Toplumumuzun aile yapısı incelediğinde genelde kadının aile içinde asıl egemen olduğu sonucu çıkar ortaya. Anadolu’da özellikle yaşlı kadınların gözle görülür bir üstünlüğü vardır ailede. Mesela Fakir Baykurt’un Yılanların Öcü-Irazca’nın Dirliği-Kara Ahmet Destanı roman üçlemesindeki sert, otoriter Irazca Ana karakteri bu tür kadınların tipik bir örneğidir ve oldukça da yaygındır. Böyle olduğu halde toplumumuz yine de erkek egemen bir toplumdur. Çünkü bizim kadınlarımız erkeklerden daha fazla erkek yanlısıdır. Anneler oğullarına kızlarından daha çok değer verirler.
Erkeği de kadın yetiştiriyor. Erkek de kadının eline doğuyor. Çocuklar hamur gibidir, nasıl yoğurursanız öyle olur. Ve kadınlar erkekleri tam da erkek egemen toplumu koruyarak sürdürecek şekilde yetiştiriyorlar. Kız annesi olup da keşke oğlum olsaydı diyen, oğlunu kızından daha çok sevdiğini açık açık söylemekten çekinmeyen, çocuk sahibi olmak isteyip de erkek çocuğu tercih ettiğini belirten öyle çok sayıda kadın tanıdım ki. Erkeklerin kadınlardan üstün olduklarına erkeklerden daha çok inanan ve erkek çocuklarını bu düşünceyle yetiştiren yine kadınlar. Erkek egemen dünyayı besleyen başlıca unsurlardan biri buysa diğeri de kadının kadına olan düşmanlığıdır. Hobbes, “İnsan insanın kurdudur” diyor ya, galiba kadın da kadının kurdu.

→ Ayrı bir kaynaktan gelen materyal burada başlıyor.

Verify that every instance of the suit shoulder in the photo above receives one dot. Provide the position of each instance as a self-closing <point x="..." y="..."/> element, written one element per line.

TÜİK’in 2011 verilerine bakılırsa insanımız bayağı mutlu. Hatta kadınlarımız erkeklerimizden daha mutlu. İstatistikler öyle söylüyor. Bilmiyorum artık kimlerle konuştularsa… Ama benim başlıkta sözünü ettiğim mutluluk o mutluluk değil. Ben Abdullah Oğuz’un, kadın konulu bu yazıya pek uygun düşeceğini düşündüğüm bol ödüllü filmi Mutluluk’tan söz ediyorum. Hani şu Zülfü Livaneli’nin çok sayıda baskı yapan aynı adlı romanından senaryolaştırılan filmden. Kadının kadına düşmanlığının örnekleri bu filmde de var. Film 2007 yılı yapımı. Epeyce izlendi. Benim önerim izleyememiş olanlar için. Mutluluk, oyuncularının usta işi performansları, Zülfü Livaneli’nin güzel müziği eşliğinde izlenen nefis görüntüleriyle tam bir görsel şölen. Film, toplumumuzun kökü derinlerde iki sorununa, kanayan yaralarına ayna tutuyor: Çocuk tecavüzü ve töre gerçeği. Özgü Namal’ın olağanüstü bir başarıyla hayat verdiği Meryem karakterinin hikâyesi yeni değil, ama maalesef hep güncel. Çözümlenene kadar da gündemde tutmaya devam etmeli zaten.
Filmin konusuna dair kısacık bir not: Nefret dolu bir üvey anne elinde hırpalanmanın her türüyle, dayakla büyümüş bir öksüz Meryem. Babası bu duruma engel olamadığını itiraf ediyor. Boşuna dememişler “Anası olmayanın babası olmaz” diye. Erkek egemenliği ve kimsesizliğin koyu yalnızlığıyla çevrelenmiş güzeller güzeli 17 yaşındaki Meryem’in bir kimliği bile yok. Bu çocuk üstüne üstlük öz amcasının tecavüzüne uğruyor ve bunun sonucu olarak da ortadan kaldırılmak isteniyor. Korkmuş, sinmiş, boyun eğmiş Meryem’in acılarına bir de yakınındaki kadınların zulmü ekleniyor. Hayatı koşulsuzca ailesindeki erkeklerin eline bırakılmış ürkek, mazlum, masum, kendisinden istenilen her şeyi yapmaya yazgılı Meryem’in yürek parçalayıcı hallerini izlerken insan, “Acaba şu anda aynı durumda olan daha kaç Meryem var?” diye düşünmeden edemiyor.
Bir solukta izledim filmi, hiç kımıldamadan.